21 Jun - 08 Sep 2013

Exhibition view
Photo : Aurélien Mole
21 June - 8 September 2013

A curator based in Seoul having previously worked in theater, Haeju Kim conceived this exhibition as a “Memorial Park,” a space in which different interventions, performances and artworks reawaken forgotten memories. Rather than creating a monumental exhibition, her intention is to construct a habitat for memory, through which the visitor can meander. Avoiding spectacular effects, the exhibition focuses its attention on emptiness rather than overabundance. Through often immaterial works, the memory of the everyday life, rather than of historic events, is presented in this exhibition.

A memorial park is a place built to commemorate the deaths caused by a natural or military disaster. This space of promenade acts as a naturally generated trace of what could have been a war or an earthquake, where the trees and the grass can be genuine substitutes for monuments, statues or tombstones. It is a space left vacant in order to regenerate memory. While, in general, a space is the grammatical object of the action “remembering”, it, here becomes its subject. Past events and stories are revived thanks to the movement that penetrates this space.

The exhibition “Memorial Park” offers a space and a promenade, which evoke memories to the visitor while raising a question about the relationship between space and memory. Somewhere in “Memorial Park” are stored unhistorical, ordinary, insignificant, unrecognizable and unrecorded memories. The artists consider them in their original condition of immaterial sense, without transforming them into a monument.

Much of the exhibition space is empty as if something was missing. The movement of the visitors, their steps, their eyes, and their breaths contributes to the whole. Far from a massive installation, simple devices without volume, and a few words and sentences are placed within the space. The exhibition in itself is a completed work and simultaneously functions as a clue, birthplace and score of the event. Just like stage directions, the devices within the space refer to something which is happening now, which will happen, or which already has happened. The space of the event extends from Palais de Tokyo to its nearby streets, in addition to the exhibition space.
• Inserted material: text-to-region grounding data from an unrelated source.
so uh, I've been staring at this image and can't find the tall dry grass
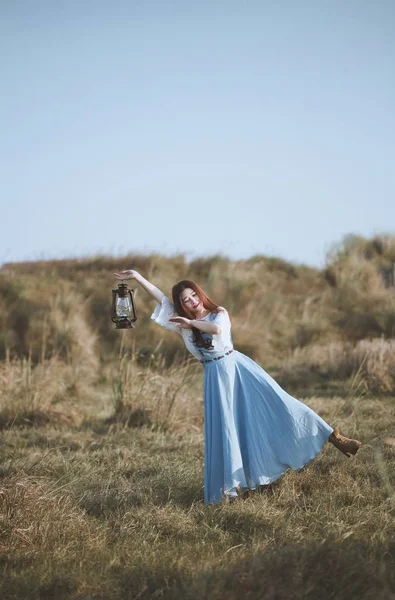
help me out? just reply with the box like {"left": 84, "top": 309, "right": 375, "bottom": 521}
{"left": 0, "top": 337, "right": 203, "bottom": 440}
{"left": 2, "top": 233, "right": 395, "bottom": 370}
{"left": 1, "top": 235, "right": 395, "bottom": 597}
{"left": 279, "top": 337, "right": 395, "bottom": 394}
{"left": 0, "top": 353, "right": 78, "bottom": 429}
{"left": 108, "top": 336, "right": 202, "bottom": 431}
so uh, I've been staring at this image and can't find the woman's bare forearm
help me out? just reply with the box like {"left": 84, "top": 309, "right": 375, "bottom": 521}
{"left": 134, "top": 273, "right": 165, "bottom": 303}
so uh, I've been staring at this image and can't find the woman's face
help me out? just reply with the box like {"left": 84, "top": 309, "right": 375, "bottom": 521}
{"left": 180, "top": 287, "right": 203, "bottom": 315}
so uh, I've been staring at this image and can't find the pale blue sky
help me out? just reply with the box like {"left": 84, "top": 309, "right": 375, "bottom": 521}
{"left": 1, "top": 0, "right": 394, "bottom": 268}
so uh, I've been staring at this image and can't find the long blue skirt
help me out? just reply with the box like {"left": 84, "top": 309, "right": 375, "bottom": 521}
{"left": 203, "top": 350, "right": 333, "bottom": 504}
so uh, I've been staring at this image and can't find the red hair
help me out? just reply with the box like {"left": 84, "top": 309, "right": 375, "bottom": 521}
{"left": 172, "top": 280, "right": 221, "bottom": 348}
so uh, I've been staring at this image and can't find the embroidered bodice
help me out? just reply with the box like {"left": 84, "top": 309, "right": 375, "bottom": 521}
{"left": 151, "top": 296, "right": 234, "bottom": 361}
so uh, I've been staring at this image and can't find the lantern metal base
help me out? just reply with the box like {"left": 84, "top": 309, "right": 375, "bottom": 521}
{"left": 114, "top": 320, "right": 135, "bottom": 330}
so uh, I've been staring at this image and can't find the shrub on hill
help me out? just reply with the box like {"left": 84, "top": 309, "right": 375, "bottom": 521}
{"left": 1, "top": 233, "right": 394, "bottom": 392}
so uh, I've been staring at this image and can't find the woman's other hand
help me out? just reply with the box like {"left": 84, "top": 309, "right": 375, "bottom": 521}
{"left": 113, "top": 269, "right": 139, "bottom": 281}
{"left": 168, "top": 316, "right": 193, "bottom": 329}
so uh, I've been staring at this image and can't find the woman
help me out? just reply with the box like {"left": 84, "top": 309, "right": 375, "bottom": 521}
{"left": 113, "top": 269, "right": 362, "bottom": 505}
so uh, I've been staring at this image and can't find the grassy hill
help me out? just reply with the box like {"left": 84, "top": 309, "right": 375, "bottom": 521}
{"left": 1, "top": 233, "right": 395, "bottom": 395}
{"left": 0, "top": 234, "right": 395, "bottom": 599}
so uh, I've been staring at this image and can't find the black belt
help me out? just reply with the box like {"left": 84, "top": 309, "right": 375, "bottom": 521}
{"left": 200, "top": 349, "right": 234, "bottom": 364}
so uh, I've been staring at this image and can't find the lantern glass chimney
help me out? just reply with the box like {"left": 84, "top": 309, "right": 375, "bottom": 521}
{"left": 111, "top": 282, "right": 137, "bottom": 329}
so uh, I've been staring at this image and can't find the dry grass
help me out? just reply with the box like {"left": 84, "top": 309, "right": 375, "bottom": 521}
{"left": 0, "top": 353, "right": 80, "bottom": 430}
{"left": 0, "top": 392, "right": 394, "bottom": 599}
{"left": 0, "top": 345, "right": 395, "bottom": 599}
{"left": 2, "top": 233, "right": 395, "bottom": 372}
{"left": 1, "top": 237, "right": 395, "bottom": 598}
{"left": 108, "top": 338, "right": 202, "bottom": 432}
{"left": 279, "top": 337, "right": 395, "bottom": 394}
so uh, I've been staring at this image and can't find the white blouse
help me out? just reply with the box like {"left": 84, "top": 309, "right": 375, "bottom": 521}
{"left": 151, "top": 296, "right": 234, "bottom": 361}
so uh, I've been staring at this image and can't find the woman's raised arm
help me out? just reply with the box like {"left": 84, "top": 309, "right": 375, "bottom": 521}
{"left": 113, "top": 270, "right": 165, "bottom": 304}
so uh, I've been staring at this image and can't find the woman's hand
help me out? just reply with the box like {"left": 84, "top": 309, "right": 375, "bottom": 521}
{"left": 113, "top": 269, "right": 139, "bottom": 281}
{"left": 168, "top": 316, "right": 193, "bottom": 329}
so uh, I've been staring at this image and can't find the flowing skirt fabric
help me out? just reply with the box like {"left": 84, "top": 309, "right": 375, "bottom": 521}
{"left": 203, "top": 351, "right": 333, "bottom": 504}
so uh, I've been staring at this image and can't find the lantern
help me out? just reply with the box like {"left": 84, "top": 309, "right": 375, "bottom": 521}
{"left": 111, "top": 283, "right": 137, "bottom": 329}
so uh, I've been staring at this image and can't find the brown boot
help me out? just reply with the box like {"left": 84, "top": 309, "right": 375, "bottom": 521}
{"left": 328, "top": 428, "right": 362, "bottom": 457}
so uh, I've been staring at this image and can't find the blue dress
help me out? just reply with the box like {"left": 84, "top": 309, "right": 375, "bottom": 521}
{"left": 151, "top": 298, "right": 334, "bottom": 505}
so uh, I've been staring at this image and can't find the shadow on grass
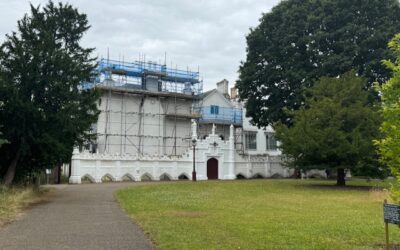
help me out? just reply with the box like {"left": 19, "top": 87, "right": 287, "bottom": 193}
{"left": 296, "top": 181, "right": 384, "bottom": 191}
{"left": 0, "top": 187, "right": 55, "bottom": 228}
{"left": 374, "top": 244, "right": 400, "bottom": 250}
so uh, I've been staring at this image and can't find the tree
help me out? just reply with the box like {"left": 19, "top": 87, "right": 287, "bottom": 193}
{"left": 376, "top": 33, "right": 400, "bottom": 202}
{"left": 237, "top": 0, "right": 400, "bottom": 127}
{"left": 0, "top": 133, "right": 6, "bottom": 147}
{"left": 0, "top": 1, "right": 99, "bottom": 185}
{"left": 275, "top": 71, "right": 382, "bottom": 186}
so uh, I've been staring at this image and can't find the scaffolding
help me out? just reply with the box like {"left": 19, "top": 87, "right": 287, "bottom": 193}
{"left": 83, "top": 58, "right": 203, "bottom": 95}
{"left": 195, "top": 106, "right": 242, "bottom": 126}
{"left": 84, "top": 57, "right": 203, "bottom": 156}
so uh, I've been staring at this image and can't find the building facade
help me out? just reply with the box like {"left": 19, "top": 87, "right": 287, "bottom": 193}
{"left": 70, "top": 58, "right": 292, "bottom": 183}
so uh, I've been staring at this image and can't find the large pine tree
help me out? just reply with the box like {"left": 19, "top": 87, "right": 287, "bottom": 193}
{"left": 0, "top": 1, "right": 99, "bottom": 185}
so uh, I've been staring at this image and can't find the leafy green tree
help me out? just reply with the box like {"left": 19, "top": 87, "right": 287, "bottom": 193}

In one of the performances, the actions which compose a typical exhibition process - such as measuring, placing, displacing, and circling - are transcribed into a score which will be repeated by the performers during the whole duration of the exhibition. Other events try to predict what is going on in the minds of the spectators; or what will be encountered in the future.

Haeju Kim (born in 1980 worked as an assistant curator at the Nam June Paik Art Center and as a researcher at the National Theater Company of Korea. She curated “The Whales, Time Diver” (2011, National Theater Company of Korea) and “Theater of Sand” (2011, Culture Station 284, Seoul). She has contributed to a number of Korean media and magazines such as Art in Culture and Article with articles on fine arts and performance. She completed the International Curatorial Training Program at the Ecole du Magasin in Grenoble, France (2007) and co-edited Harald Szeemann: Invididual Methodology (2007, JRP/Ringier).